The Bavarian CSU laid out its platform for the September elections, and declared that the immigration of non-EU foreigners must be further reduced. According to the CSU, Germany is not a country of immigration, has reached the limits of its absorptive capacity, and should not become a multicultural society. The CSU justified its platform on the basis of the 1981 SPD-FDP statement that "Germany is not and should not become a country of immigration."
On May 11, Foreign Minister Klaus Kinkel proposed cutting aid to African and Asian countries that do not cooperate with Germany's repatriation policy. The proposal will be included in the election platform of his Free Democrat Party. Kinkel says that eighteen countries hinder repatriation, including Ghana, Nigeria, Togo, Gambia, Bangladesh and Sudan.
Berlin has proposed in the Bundesrat that German states stop paying for accommodations and meals for the approximately 250,000 foreigners ordered out of Germany who impede their return by destroying their papers and the like.
The US put pressure on EU nations including Germany to indicate that the EU would eventually accept Turkey as a member, but in the run-up to the September elections, Germany's Chancellor, Helmut Kohl, reportedly does not want to be seen as supporting steps that could bring more Turkish immigrants to Germany.
The 1997 annual report of the Federal Office for the Protection of the Constitution said that adherents of the far right committed 11,700 politically related crimes in 1997, up from 8,700 in 1996. Leftist extremists committed 3,100 such crimes in 1997, up from 2,500 in 1996. There were about 58,000 members of dangerous foreigner "organizations" in Germany in 1997, led by the Islamische Gemeinschaft Milli Goerues, with 26,500. The Kurdish Workers Party or PKK, banned in Germany in 1993, had 11,000 members. The Office for the Protection of the Constitution noted that there were 10,000 members of Scientology.
The unemployment rate in Germany remains in the 12 to 13 percent range, with the rate for foreign workers and former East Germans almost twice as high at 22 percent.

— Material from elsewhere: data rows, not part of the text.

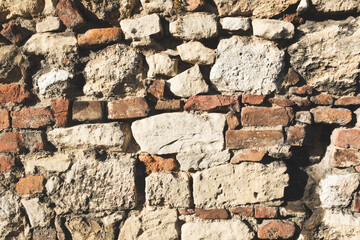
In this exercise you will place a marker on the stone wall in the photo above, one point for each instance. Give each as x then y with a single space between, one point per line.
179 119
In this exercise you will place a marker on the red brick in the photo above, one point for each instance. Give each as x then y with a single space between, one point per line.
213 103
11 142
243 211
265 212
345 158
250 155
295 135
243 138
87 111
265 116
61 111
6 163
99 36
4 119
211 214
154 163
328 115
128 108
14 93
276 229
32 117
347 101
30 185
69 14
322 99
346 138
253 99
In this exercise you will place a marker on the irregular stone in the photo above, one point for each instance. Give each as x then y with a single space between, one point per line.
258 8
231 70
235 24
112 71
114 188
196 53
336 190
102 135
188 83
168 189
49 24
195 26
198 161
181 135
230 230
161 64
273 29
313 64
256 182
142 27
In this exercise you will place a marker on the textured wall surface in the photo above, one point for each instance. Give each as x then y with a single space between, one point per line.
179 119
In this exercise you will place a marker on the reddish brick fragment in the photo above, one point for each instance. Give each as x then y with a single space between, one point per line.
265 116
213 103
128 108
61 109
211 214
14 93
32 117
99 36
30 185
69 14
276 229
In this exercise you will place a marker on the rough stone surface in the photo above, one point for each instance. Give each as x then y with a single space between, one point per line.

Germany in 1998 has reduced by 30,000 the usual contingent of 200,000 Poles who come to Germany for up to 90 days to harvest asparagus, wine grapes and other commodities. Instead, Germany is requiring some unemployed Germans and resident foreigners receiving Unemployment Insurance benefits of about $250 a week to accept harvesting jobs that pay about $300 a week. One farmer said that the local Employment Service office promised him 50 harvesters. Only half showed up, and none lasted the whole day.
A 1996 book, "Turkish Culture in German Society Today," edited by Horrocks and Kolinsky includes articles written by Turks living in Germany who write in German. The editors argue that Germany "excludes" Turks, legally and culturally, from full participation in German society. The book concludes that there will be an eventual German-Turkish identity in a multicultural Germany.
Thorsten Schmitz, "Der Fall Mehmet: Ein 13jähriger - zu kriminell für Deutschland?" Süddeutsche Zeitung, May 27, 1998. "CSU verlangt Zuzugssperre für Ausländer," Süddeutsche Zeitung, May 23, 1998. Michele Legge, "Illegals flood Czech pipeline to West," Prague Post, May 20, 1998. Dennis Newson, "More than a million immigrants ready to swamp the West," Daily Mail, May 19, 1998. Lucy Smy, "Germany's election bypasses 2m voteless Turks," Financial Times, May 6, 1998. Neil King, "A New Era for European Immigrants," Wall Street Journal, May 4, 1998. Horrocks, David and Eva Kolinsky. Eds. 1996. Turkish Culture in German Society Today. Providence: Berghahn Books.